Il capo della diplomazia francese ha espresso “sostegno intero e piena solidarietà” ai Paesi “amici che sono stati bersaglio deliberato dei missili e dei droni delle Guardie della Rivoluzione e sono stati coinvolti in una guerra che non avevano scelto”.

Barrot ha citato Emirati Arabi Uniti, Arabia Saudita, Qatar, Iraq, Bahrein, Oman, Kuwait e Giordania.

09:56 – Migliaia in fuga dal Libano verso nord

Colonne di auto, strade congestionate, famiglie in marcia anche a piedi. Migliaia di persone stanno lasciando il sud del Libano e la valle della Bekaa dirigendosi verso nord, mentre nei sobborghi meridionali di Beirut si abbandonano le case dopo i raid israeliani della notte.

L’esercito israeliano aveva ordinato l’evacuazione di oltre 50 località prima di possibili attacchi contro obiettivi legati a Hezbollah. I bombardamenti sono seguiti al lancio di razzi e droni rivendicati dal movimento sciita. Il primo ministro libanese Nawaf Salam ha definito i lanci “irresponsabili”.

09:55 – Israele non esclude invasione di terra

La nuova offensiva dell’Idf contro Hezbollah “sarà ampia e completa e potrebbe includere un’invasione di terra”. Lo ha riferito una fonte della sicurezza israeliana al canale saudita Al-Hadath, rilanciato dai media israeliani.

Secondo la stessa fonte “non ci sarà alcuna immunità per nessun politico o figura militare di Hezbollah”. Israele ha lanciato decine di attacchi in Libano dopo i razzi e i droni partiti nella notte.

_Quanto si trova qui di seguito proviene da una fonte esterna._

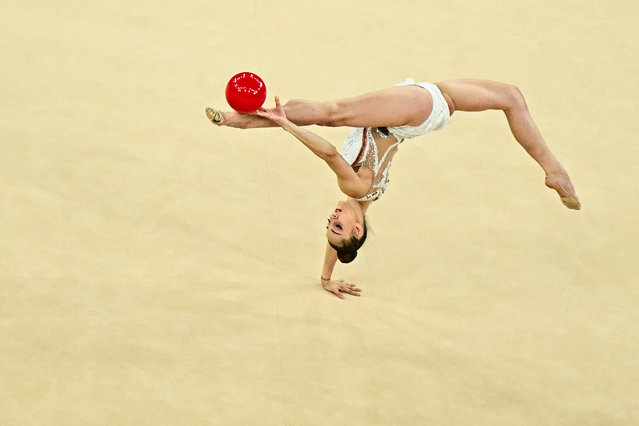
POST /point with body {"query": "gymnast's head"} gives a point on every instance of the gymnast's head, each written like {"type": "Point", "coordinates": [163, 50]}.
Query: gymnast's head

09:40 – F-15 Usa abbattuto in Kuwait

Un caccia F-15 statunitense si è schiantato in Kuwait, nei pressi della base americana di Ali Al Salem. Un video geolocalizzato mostra il velivolo in fiamme a meno di dieci chilometri dalla base.

L’agenzia iraniana Tasnim sostiene che l’aereo sia stato abbattuto dalle forze iraniane. I due piloti si sarebbero lanciati con il paracadute prima dello schianto.

09:20 – Oltre 30 morti a Beirut

Secondo fonti locali, i raid israeliani sui sobborghi meridionali di Beirut avrebbero causato oltre 30 morti. Nella notte lanci di razzi dal Libano hanno colpito il nord di Israele. Hezbollah ha rivendicato attacchi con missili e droni, parlando di “dura risposta” alle operazioni israeliane.

La crisi si estende così dal Libano all’Iran, fino al Golfo e al Mediterraneo orientale, con ripercussioni dirette anche su Cipro e sulle basi occidentali nella regione.